Performance Benchmarking
Comprehensive benchmarking tool for evaluating watermarking algorithms performance on the C4 dataset. Uses isolated processes to ensure complete GPU memory cleanup between algorithms.
Quick Start
# Install required dependencies
pip install tabulate
# From project root directory
./scripts/benchmark/run_benchmark.sh
Supported Algorithms
Algorithm |
Parameters |
Description |
---|---|---|
OPENAI |
ngram, seed, payload |
Power-law transformation with n-gram hashing |
MARYLAND |
ngram, seed, gamma, delta |
Statistical watermarking with hypothesis testing |
MARYLAND_L |
ngram, seed, gamma, delta |
Maryland algorithm with logit processing |
PF |
ngram, seed, payload |
Prefix-free coding watermarking |
Usage Examples
Shell Script (Recommended):
# Default: All algorithms, 5000 samples, meta-llama/Llama-3.2-1B
./scripts/benchmark/run_benchmark.sh
# Custom model
./scripts/benchmark/run_benchmark.sh meta-llama/Llama-3.2-3B
# Specific algorithms
./scripts/benchmark/run_benchmark.sh meta-llama/Llama-3.2-1B "OPENAI MARYLAND"
# Custom sample count
./scripts/benchmark/run_benchmark.sh meta-llama/Llama-3.2-1B "OPENAI PF" 1000
Python Script (Advanced):
python scripts/benchmark/benchmark_watermarks.py \
--model_name meta-llama/Llama-3.2-1B \
--algorithms OPENAI MARYLAND PF \
--num_samples 5000 \
--data_path resources/datasets/c4/processed_c4.jsonl
Output Metrics
The benchmark provides comprehensive metrics for each algorithm:
Detection Performance:
Precision: TP / (TP + FP)
Recall: TP / (TP + FN)
F1 Score: 2 × (Precision × Recall) / (Precision + Recall)
Accuracy: (TP + TN) / (TP + TN + FP + FN)
FPR: False Positive Rate = FP / (FP + TN)
FNR: False Negative Rate = FN / (TP + FN)
Performance Metrics:
Input Tokens/Second: Throughput for input processing
Output Tokens/Second: Throughput for text generation
Generation Time: Time spent generating watermarked + unwatermarked text
Detection Time: Time spent running detection
Total Time: Generation + Detection time
Sample Results
LLaMA-3.2-1B Performance on C4 Dataset (500 samples)

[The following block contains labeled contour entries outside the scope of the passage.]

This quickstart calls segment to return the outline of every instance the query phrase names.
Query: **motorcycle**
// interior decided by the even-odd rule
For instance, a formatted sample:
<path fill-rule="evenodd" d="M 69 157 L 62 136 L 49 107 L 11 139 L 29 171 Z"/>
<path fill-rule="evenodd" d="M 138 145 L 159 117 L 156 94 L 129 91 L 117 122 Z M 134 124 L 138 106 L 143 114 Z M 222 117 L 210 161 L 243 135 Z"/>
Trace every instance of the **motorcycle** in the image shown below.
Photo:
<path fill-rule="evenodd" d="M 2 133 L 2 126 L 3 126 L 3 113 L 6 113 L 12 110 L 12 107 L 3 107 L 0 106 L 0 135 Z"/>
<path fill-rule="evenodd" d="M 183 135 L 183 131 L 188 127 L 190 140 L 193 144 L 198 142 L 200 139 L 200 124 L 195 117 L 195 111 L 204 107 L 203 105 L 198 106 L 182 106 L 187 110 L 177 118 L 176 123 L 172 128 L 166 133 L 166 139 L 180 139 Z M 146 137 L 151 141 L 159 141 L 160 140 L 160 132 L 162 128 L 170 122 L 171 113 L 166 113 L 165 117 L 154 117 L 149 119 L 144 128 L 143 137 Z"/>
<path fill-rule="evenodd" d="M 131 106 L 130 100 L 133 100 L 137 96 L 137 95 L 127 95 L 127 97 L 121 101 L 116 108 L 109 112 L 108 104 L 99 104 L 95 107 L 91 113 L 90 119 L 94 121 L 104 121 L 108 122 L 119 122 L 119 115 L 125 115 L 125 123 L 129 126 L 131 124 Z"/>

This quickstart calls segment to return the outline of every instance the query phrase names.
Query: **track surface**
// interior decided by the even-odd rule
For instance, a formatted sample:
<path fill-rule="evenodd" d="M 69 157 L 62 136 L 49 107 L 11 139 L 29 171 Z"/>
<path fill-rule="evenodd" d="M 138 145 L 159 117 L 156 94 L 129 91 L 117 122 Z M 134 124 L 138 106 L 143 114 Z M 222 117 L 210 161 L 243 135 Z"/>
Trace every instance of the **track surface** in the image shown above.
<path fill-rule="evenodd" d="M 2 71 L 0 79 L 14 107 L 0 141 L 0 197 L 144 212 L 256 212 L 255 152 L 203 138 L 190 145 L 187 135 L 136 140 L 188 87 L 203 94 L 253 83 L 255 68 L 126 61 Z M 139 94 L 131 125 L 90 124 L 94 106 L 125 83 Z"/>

Detection Performance Comparison
Algorithm |
Configuration |
Precision |
Recall |
F1 Score |
Accuracy |
FPR |
---|---|---|---|---|---|---|
OPENAI |
ngram=2, seed=42, payload=0 |
0.941 |
0.996 |
0.968 |
0.967 |
0.062 |
MARYLAND |
ngram=2, seed=42, γ=0.5, δ=1.0 |
0.902 |
0.882 |
0.892 |
0.893 |
0.096 |
MARYLAND_L |
ngram=2, seed=42, γ=0.5, δ=1.0 |
0.899 |
0.962 |
0.929 |
0.927 |
0.108 |
Performance Metrics Comparison
Algorithm |
Generation Rate (tokens/s) |
Generation Time (s) |
Detection Time (s) |
Total Time (s) |
---|---|---|---|---|
OPENAI |
7,487 |
54.9 |
56.9 |
111.8 |
MARYLAND |
5,968 |
66.1 |
104.4 |
170.5 |
MARYLAND_L |
3,093 |
139.1 |
200.7 |
339.8 |
Key Observations:
OPENAI achieves the highest precision (0.941) and recall (0.996), making it excellent for applications requiring minimal false positives and false negatives
MARYLAND_L provides a good balance with high recall (0.962) but at the cost of slower generation speed (3,093 tokens/s)
MARYLAND offers moderate performance across all metrics with faster processing than MARYLAND_L
Generation throughput varies significantly: OPENAI (7,487 tokens/s) > MARYLAND (5,968 tokens/s) > MARYLAND_L (3,093 tokens/s)
Note
Results are saved to the output/benchmark/
directory with detailed configuration parameters for reproducibility.